An installation view of Donald Judd: Specific Furniture at the San Francisco Museum of Modern Art.
Katherine Du Tiel

Donald Judd: Specific Furniture at the San Francisco Museum of Modern Art (SFMoMA, until 4 November) brings to mind Ad Reinhardt's quip that sculpture is what you bump into when stepping back from viewing wall-bound art. A couple of Judd's flanged metal chairs, were they not pedestaled here, might deliver sharp reminders of Judd's demand for design "rigour" to careless viewers of the drawings included in the show.

Judd believed that any chair masquerading as sculpture, like any sculpture purporting to serve as furniture, was doomed to aesthetic failure. But the meaning of Minimalism, the term critics still drape upon Judd's work, includes "hard to differentiate from non-art realities".

Judd (1928-94) rejected the term Minimalism for his three-dimensional art because it suggested that a narrow process guided decisions in his search for optimum materiality and form. (The complexity of his late multicoloured works make this rejection explicit.) Yet many of the chairs he designed (and some that he collected) might qualify as sculpture in the eyes of someone only casually familiar with his art.

The main difference between his sculpture and furniture concerns "proportion"; as Judd defined it: furniture must have "visible reasonableness", including functionality—a test he thought no worthy sculpture needed to pass in the same terms.

I first experienced Judd's furniture at his compound in Marfa, Texas, in the early 1980s, seated opposite him in one his Frame Chairs, which even then reminded me of Sol LeWitt's Incomplete Open Cubes (1974). We sat alone in a space known as The Library in a building called The Block. (Judd's vast desert complex of sculpture and architectural installations on a former military base, now known as the Chinati Foundation, was then still in early development.)

Despite the fact that Judd had invited me there, along with some other guests who had already left, and despite the analgesic effect of the single malt we sipped while in laconic conversation, I could not help noticing that the discomfort of his furniture and of his company had much in common.

As the uncushioned chair taxed my bones and its arms wore grooves into mine, I began to feel a prisoner of his sensibility, as even his most severe sculpture and architecture had—and still has—never made me feel.

This experience came back to me as I sat in the oak Frame Chair that SFMoMA has installed for visitors' use, along with several other examples of Judd furniture, just outside the exhibition's single large room. The chair makes you sit at attention, somatically enforcing Judd's temperamental preference—not that one pay attention to him, but to have one's attention turned on, primed to listen, to notice, to contribute, as appropriate.

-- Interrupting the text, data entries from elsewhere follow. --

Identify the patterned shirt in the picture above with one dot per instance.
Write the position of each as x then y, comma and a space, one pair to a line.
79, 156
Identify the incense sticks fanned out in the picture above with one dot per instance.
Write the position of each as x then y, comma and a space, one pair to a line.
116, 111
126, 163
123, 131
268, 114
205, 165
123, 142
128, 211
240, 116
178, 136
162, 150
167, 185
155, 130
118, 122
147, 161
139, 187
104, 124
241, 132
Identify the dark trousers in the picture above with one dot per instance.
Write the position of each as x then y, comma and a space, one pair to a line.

His conversation, not without humour, frequently rewarded the heightened alertness it demanded, but like the seating, it could be wearying.

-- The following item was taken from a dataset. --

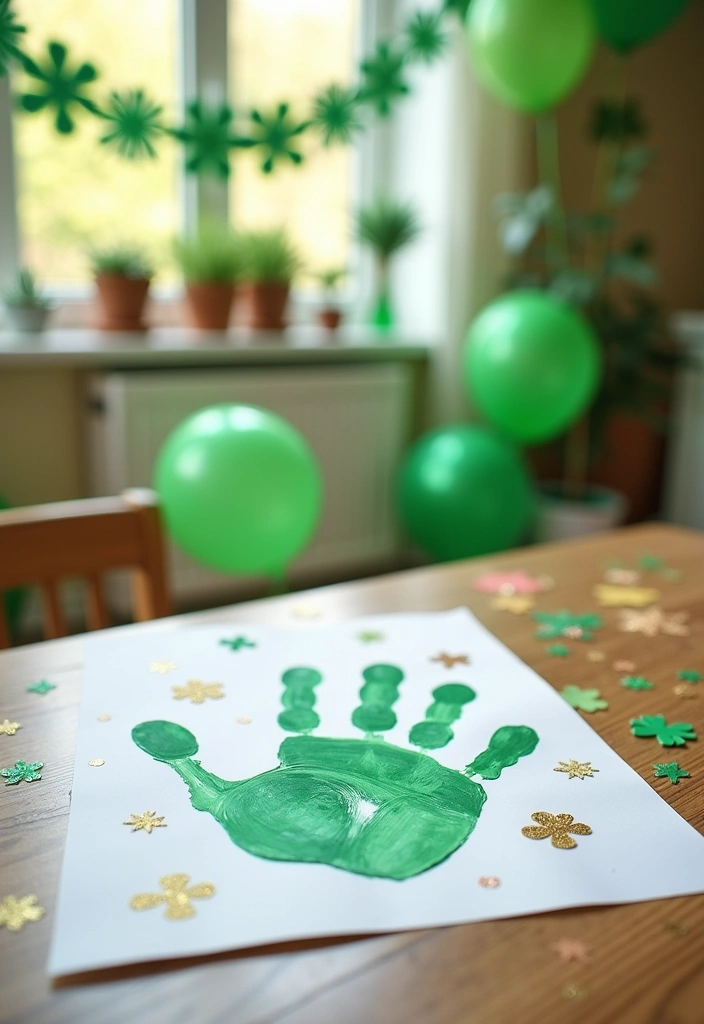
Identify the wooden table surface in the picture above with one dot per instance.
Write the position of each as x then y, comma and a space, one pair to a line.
647, 960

A fellow visitor at SFMoMA squirmed in another boxy Judd chair nearby because only her toes could reach the floor. That Judd's furniture is a better fit for me, I remembered, depends on his proportions having been similar to mine, though he was bulkier.

The exhibition gives visitors close views of Judd furniture, grouped on plywood islands, along with pieces by Gerrit Rietveld, Rudolph Schindler and Alvar Aalto that he collected and used. Flanking walls display a selection of Judd's related drawings.

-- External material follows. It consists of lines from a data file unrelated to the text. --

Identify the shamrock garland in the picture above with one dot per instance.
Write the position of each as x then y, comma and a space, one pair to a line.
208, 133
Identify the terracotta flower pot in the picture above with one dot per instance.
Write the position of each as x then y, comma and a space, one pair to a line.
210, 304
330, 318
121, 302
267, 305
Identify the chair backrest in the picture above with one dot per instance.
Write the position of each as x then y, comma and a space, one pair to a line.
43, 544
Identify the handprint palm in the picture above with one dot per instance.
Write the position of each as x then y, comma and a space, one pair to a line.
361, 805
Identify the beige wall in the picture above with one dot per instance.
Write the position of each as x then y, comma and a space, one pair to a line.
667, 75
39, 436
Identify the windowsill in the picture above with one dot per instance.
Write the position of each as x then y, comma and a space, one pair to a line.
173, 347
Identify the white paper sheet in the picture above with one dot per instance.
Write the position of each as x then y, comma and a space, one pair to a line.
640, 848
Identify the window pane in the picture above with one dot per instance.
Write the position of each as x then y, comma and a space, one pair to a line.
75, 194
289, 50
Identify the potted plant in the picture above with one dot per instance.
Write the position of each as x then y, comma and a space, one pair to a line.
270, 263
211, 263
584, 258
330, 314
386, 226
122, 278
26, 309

As insistent as Judd was upon his furniture's distinctness from his sculpture, he handled both, as photographs in the exhibition guide affirm, with keen attention to their claims on surrounding space and settings.

Comfortable furniture tends to withdraw from our awareness as we use it. For all the open structure that Judd's can have—airy shelves incorporated into chairs and tables—it refuses to sink into use. Here, that resistant quality comes clear, though many may question their experience of it.